Show sequence logo. If given a list of more than one motif, then the motifs are aligned with the first in the list. For a leaner alternative in line with compare_motifs2(), see view_motifs2().

Usage

view_motifs(motifs, use.type = "ICM", method = "ALLR", tryRC = TRUE,
  min.overlap = 6, min.mean.ic = 0.25, relative_entropy = FALSE,
  normalise.scores = FALSE, min.position.ic = 0, score.strat = "sum",
  return.raw = FALSE, dedup.names = TRUE, show.positions = TRUE,
  show.positions.once = TRUE, sort.by = c("none", "ic", "similarity"),
  show.names = TRUE, names.pos = c("top", "right"), use.freq = 1,
  colour.scheme = NULL, fontDF = NULL, min.height = 0.01, x.spacer = if
  (use.freq == 1) 0.04 else 0.1, y.spacer = 0.01,
  sort.positions = !use.type %in% c("PCM", "PPM"),
  sort.positions.decreasing = TRUE, text.size = 16, fit.to.height = if
  (use.type == "PPM") 1 else NULL, RC.text = " [RC]", flip.neg = FALSE,
  ...)

Arguments

motifs

See convert_motifs() for acceptable motif formats.

use.type

character(1) One of c('PCM', 'PPM', 'PWM', 'ICM').

method

character(1) One of PCC, EUCL, SW, KL, ALLR, BHAT, HELL, SEUCL, MAN, ALLR_LL, WEUCL, WPCC. See details.

tryRC

logical(1) Try the reverse complement of the motifs as well, report the best score.

min.overlap

numeric(1) Minimum overlap required when aligning the motifs.
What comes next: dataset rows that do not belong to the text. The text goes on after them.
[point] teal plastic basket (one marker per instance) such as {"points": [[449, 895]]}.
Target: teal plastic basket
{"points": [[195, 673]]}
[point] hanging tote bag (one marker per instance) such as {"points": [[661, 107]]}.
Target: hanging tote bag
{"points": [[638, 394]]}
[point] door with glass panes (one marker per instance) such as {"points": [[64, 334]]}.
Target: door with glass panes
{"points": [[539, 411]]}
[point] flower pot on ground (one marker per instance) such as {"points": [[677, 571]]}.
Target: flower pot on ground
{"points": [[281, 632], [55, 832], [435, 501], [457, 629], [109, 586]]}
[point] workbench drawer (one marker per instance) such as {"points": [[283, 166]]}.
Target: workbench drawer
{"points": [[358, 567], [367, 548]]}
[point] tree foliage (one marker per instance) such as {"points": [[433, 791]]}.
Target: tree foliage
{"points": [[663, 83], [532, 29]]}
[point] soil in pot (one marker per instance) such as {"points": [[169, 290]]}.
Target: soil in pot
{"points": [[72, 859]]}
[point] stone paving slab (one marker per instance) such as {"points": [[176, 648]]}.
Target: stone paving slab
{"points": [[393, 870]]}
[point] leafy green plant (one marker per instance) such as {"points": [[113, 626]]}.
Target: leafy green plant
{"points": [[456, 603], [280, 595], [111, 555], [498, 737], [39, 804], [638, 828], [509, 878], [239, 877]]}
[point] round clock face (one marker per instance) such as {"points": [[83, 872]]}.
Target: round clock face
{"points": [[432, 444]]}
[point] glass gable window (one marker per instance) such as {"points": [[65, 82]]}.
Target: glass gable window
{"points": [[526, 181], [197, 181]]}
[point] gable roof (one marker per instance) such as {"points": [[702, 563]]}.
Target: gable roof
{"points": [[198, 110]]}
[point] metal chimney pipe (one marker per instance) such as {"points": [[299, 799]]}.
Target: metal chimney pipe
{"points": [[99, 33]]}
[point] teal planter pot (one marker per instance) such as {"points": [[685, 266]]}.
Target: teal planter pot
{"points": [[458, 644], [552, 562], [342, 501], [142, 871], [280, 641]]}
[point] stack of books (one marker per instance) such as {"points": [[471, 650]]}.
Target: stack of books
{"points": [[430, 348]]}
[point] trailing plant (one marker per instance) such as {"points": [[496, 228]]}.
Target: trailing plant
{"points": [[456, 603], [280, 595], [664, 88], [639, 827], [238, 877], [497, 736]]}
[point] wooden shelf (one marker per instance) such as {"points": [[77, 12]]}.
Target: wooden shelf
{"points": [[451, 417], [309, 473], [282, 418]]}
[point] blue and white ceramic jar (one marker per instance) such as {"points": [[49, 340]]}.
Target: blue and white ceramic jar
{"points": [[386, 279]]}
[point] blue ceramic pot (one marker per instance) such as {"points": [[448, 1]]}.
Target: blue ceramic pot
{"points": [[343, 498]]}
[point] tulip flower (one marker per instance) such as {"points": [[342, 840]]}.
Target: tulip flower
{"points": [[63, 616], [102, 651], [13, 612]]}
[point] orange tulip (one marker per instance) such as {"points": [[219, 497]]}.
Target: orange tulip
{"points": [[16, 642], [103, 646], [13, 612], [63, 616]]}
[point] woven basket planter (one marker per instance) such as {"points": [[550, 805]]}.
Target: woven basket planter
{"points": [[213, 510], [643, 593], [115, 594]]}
Setting this to a number higher then the width of the motifs will not allow any overhangs. Can also be a number between 0 and 1, representing the minimum fraction that the motifs must overlap.

min.mean.ic

numeric(1) Minimum mean information content between the two motifs for an alignment to be scored. This helps prevent scoring alignments between low information content regions of two motifs. Note that this can result in some comparisons failing if no alignment passes the mean IC threshold. Use average_ic() to filter out low IC motifs to get around this if you want to avoid getting NAs in your output.

relative_entropy

logical(1) Change the ICM calculation affecting min.position.ic and min.mean.ic. See convert_type().

normalise.scores

logical(1) Favour alignments which leave fewer unaligned positions, as well as alignments between motifs of similar length. Similarity scores are multiplied by the ratio of aligned positions to the total number of positions in the larger motif, and the inverse for distance scores.

min.position.ic

numeric(1) Minimum information content required between individual alignment positions for it to be counted in the final alignment score. It is recommended to use this together with normalise.scores = TRUE, as this will help punish scores resulting from only a fraction of an alignment.

score.strat

character(1) How to handle column scores calculated from motif alignments. "sum": add up all scores. "a.mean": take the arithmetic mean. "g.mean": take the geometric mean. "median": take the median. "wa.mean", "wg.mean": weighted arithmetic/geometric mean. "fzt": Fisher Z-transform. Weights are the total information content shared between aligned columns.

return.raw

logical(1) Instead of returning a plot, return the aligned named matrices used to generate the plot. This can be useful if you wish to use view_motifs() alignment capabilities for custom plotting uses. Alignment is performed by adding empty columns to the left or right of motifs to generate matrices of equal length.

dedup.names

logical(1) Plotting motifs with duplicated names is not allowed. Setting this to TRUE allows the names to be modified for plotting.

show.positions

logical(1) Show x-axis position tick labels.

show.positions.once

logical(1) When plotting multiple motifs, show x-axis position tick labels only once. If FALSE, then x-axis tick labels are specific to each motif.

sort.by

character(1). Display order for multi-motif plots. One of "none" (default), "ic", or "similarity". Regardless of this setting, alignment is always performed with the highest-IC motif as the anchor; sort.by controls only the order in which the aligned motifs are displayed.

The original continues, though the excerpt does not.